Get the separate K and V caches for the given attention layer. Returns a pair of non-owned view tensors, the first is the K cache and the second is the V cache.

Parameters:: attnLayerIdx – The index of the attention layer.
Returns:: A pair of tensors with shapes [maxBatchSize, numKVHeads_i, maxSequenceLength, headDim_i].

KVLayerConfig const &getLayerConfig( int32_t attnLayerIdx ) const noexcept#

Get the layer configuration for the given attention layer.

Parameters:: attnLayerIdx – The index of the attention layer.
Returns:: The KVLayerConfig for this layer.

int32_t numLayers() const noexcept#

Get the number of attention layers.

Returns:: Number of attention layers

bool isUniform() const noexcept#

Check if all layers have the same numKVHeads and headDim.

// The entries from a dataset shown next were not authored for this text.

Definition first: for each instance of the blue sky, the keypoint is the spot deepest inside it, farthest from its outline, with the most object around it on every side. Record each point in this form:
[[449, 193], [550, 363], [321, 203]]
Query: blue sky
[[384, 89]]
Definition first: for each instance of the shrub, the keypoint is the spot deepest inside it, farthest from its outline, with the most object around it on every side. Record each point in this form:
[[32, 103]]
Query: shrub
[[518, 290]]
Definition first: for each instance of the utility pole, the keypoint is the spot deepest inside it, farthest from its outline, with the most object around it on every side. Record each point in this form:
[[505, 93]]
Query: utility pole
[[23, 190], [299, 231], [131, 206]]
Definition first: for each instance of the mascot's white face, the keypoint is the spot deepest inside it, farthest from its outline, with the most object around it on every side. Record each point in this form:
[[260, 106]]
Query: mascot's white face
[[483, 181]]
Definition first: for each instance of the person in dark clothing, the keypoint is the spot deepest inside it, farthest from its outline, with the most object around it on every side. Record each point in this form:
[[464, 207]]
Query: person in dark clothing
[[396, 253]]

Returns:: True if all layers are uniform

Config const &getConfig() const noexcept#

Get cache configuration.

Returns:: Cache configuration

struct KVLayerConfig#

Per-layer KV head configuration for heterogeneous models.

Public Members

int32_t numKVHeads = {}#: Number of key-value heads for this layer.

int32_t headDim = {}#: Head dimension for this layer.